Long before Eric Kirkwood of Kansas City, Kansas, had his first sickle cell crisis at age 17, he knew about the pain caused by the disease. His uncle and sister had the genetic disorder, which causes blood cells to clump together and cut off circulation, leaving many patients with pain they describe like being squeezed in a vise.
“I’ve been in so much pain that I’m like ‘Why am I not dying?’” Kirkwood said. “It’s really like torture.”
For the 100,000 mostly black people in the United States who have sickle cell disease, the combination of acute crises and chronic pain can be debilitating.
Treatment guidelines allow for high levels of opioids, but many sickle cell patients are now worried where recent crackdowns on opioids will leave them, particularly after a long history of misunderstanding about the disease.
Sickle cell can cut life expectancy by decades, and, until recently, treatment was mostly palliative care — treating the pain without much thought to the consequences.
Kirkwood found relief in opioids that were as dangerous as they were potent.
“Demerol was the bomb!” said Kirkwood, who’s now on the board of the Uriel E. Owens Sickle Cell Disease Association of the Midwest, created in honor of his uncle. “Something like that, it’s easy to get addicted to.”
Today, 40 years after Kirkwood’s first pain crisis, newer drugs that improve blood function have improved the quality of life for many patients, and concern about the harms of opioids have led sickle cell specialists to take different approaches to treating pain.
Nurse practitioner Donna McCurry, who has about 100 patients under her regular care at the Sickle Cell Center at Truman Medical Center Hospital Hill in Kansas City, Missouri, encourages alternate treatments like meditation, music and exercise, which have been found to reduce the need for opioid treatment in chronic pain patients.
“I’ve had a couple of people get off it altogether, after being on it for years, and their pain is better!” McCurry said.
At the clinic, McCurry encourages patients to try anything that might help, including visits from Cooper, a cheery golden retriever therapy dog, who recently snuggled up to Kenneth James, a jazz pianist recovering from a sickle cell crisis.
But getting people in pain to give up pills in favor of dogs or mantras isn’t easy.
These patients often have to take so many opioids that they develop high tolerances, and as a result may need opioids at doses that would be dangerous for other people.
Some doctors treat these patients with suspicion, said Dr. Biree Andemariam, chief medical officer for the Sickle Cell Disease Association of America. “Providers and emergency departments and hospitals who are not particularly familiar with [sickle cell disease] may wonder why the patient is asking for such high doses,” Andemariam says.
Along with a lack of knowledge about the disease, researchers have found that, in general, doctors in the U.S. underestimate black people’s pain and the amount of pain medication they need. A handful of recent studies suggest that treatment differences may result from medical providers’ unconscious racial biases or false beliefs about biological differences among races.
Sickle cell patients are no more likely to abuse opioids than many other chronic pain patients, according to a research review conducted by researchers at Thomas Jefferson University in Philadelphia, but lots of them, like James, have horror stories about trying to get treatment.
“I’ve had one doctor in the ER tell me that 30 to 40 percent of patients with sickle cell were drug addicts, and that’s not true,” James said.
The challenge of getting opioid treatment could become even more fraught now that some states are limiting opioid prescriptions, government agencies are rewriting opioid guidelines and some insurance companies have even stopped covering some opioids.
For James, the possibility of lawmakers or insurers taking pain medications away brings back bitter memories of being denied care.
“They’re saying, ‘Well, we don’t want you to have it no more.’ What do you mean you don’t want me to have it no more? I need that! At least to survive!” James said. “You don’t have it. You can’t relate, but you’re going to make the rules and the law. I don’t think that’s fair.”
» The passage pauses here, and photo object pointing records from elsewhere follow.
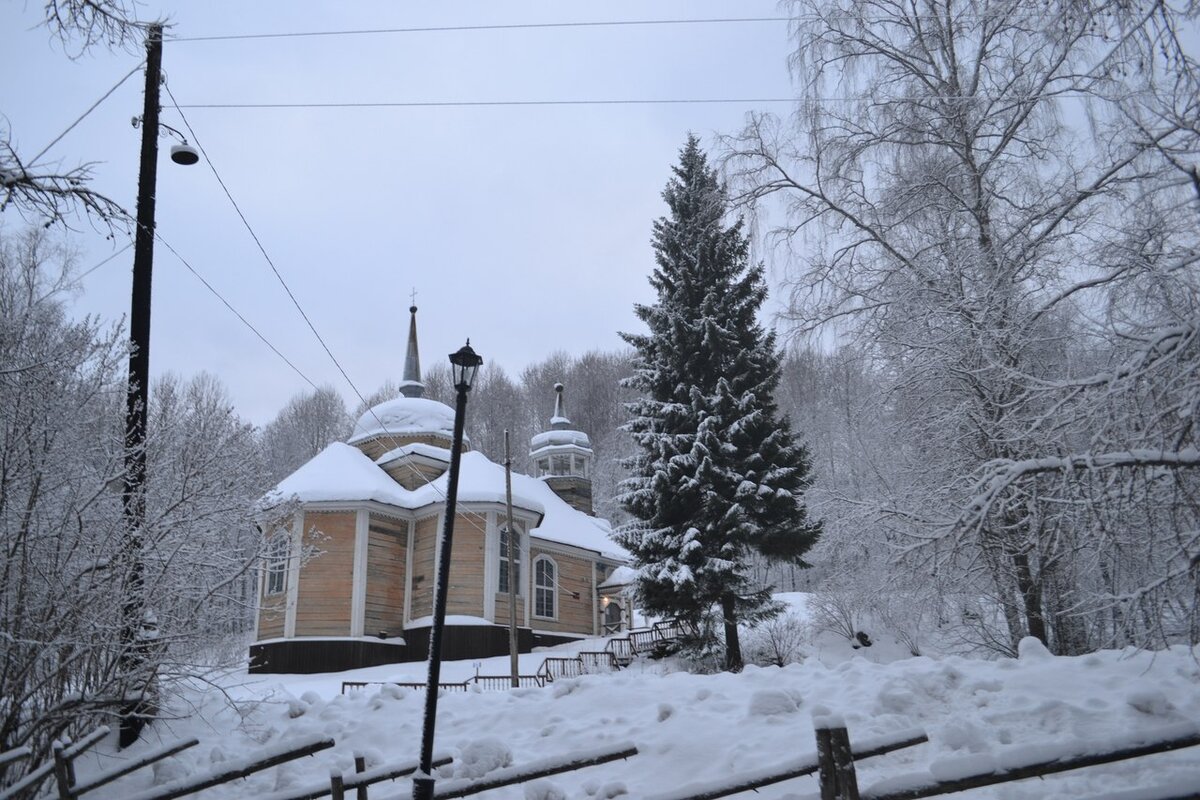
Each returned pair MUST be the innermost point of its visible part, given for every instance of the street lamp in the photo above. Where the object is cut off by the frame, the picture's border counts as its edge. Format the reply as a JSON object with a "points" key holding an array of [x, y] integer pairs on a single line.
{"points": [[463, 366]]}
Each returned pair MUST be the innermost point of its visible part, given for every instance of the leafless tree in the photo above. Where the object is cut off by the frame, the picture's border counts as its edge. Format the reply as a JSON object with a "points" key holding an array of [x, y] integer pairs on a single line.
{"points": [[61, 558], [994, 202]]}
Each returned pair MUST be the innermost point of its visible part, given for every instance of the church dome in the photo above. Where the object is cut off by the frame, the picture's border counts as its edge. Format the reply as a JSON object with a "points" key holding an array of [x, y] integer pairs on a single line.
{"points": [[405, 416]]}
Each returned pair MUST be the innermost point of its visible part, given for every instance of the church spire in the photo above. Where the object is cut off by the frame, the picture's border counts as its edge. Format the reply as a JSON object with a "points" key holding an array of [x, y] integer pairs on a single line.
{"points": [[559, 421], [411, 384], [562, 457]]}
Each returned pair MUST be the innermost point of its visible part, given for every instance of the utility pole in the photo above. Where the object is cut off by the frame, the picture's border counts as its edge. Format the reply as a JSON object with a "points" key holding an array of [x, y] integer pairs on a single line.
{"points": [[133, 499], [513, 566]]}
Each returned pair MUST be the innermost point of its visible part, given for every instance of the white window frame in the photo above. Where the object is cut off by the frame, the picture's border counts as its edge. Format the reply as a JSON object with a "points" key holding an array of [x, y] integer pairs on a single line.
{"points": [[279, 551], [502, 573], [538, 588]]}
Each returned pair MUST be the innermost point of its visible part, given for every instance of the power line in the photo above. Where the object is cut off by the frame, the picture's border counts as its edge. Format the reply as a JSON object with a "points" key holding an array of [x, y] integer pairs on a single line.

Kirkwood recently told McCurry that his pain has been pretty manageable lately. He credits herbal medicine and transcendental meditation, although Kirkwood said he does need occasional opioids on bad days.
McCurry acknowledged that many of her patients couldn’t get by without opioids, but she wants to see them on the lowest doses possible. But instead of taking away their pills, she tries to coach them on improving their lives.
“I know I can help you change this ’cause I’ve seen it,” McCurry said she tells people. “I know you don’t have to struggle with this the way you are, if we could just get past this 'scrip thing.”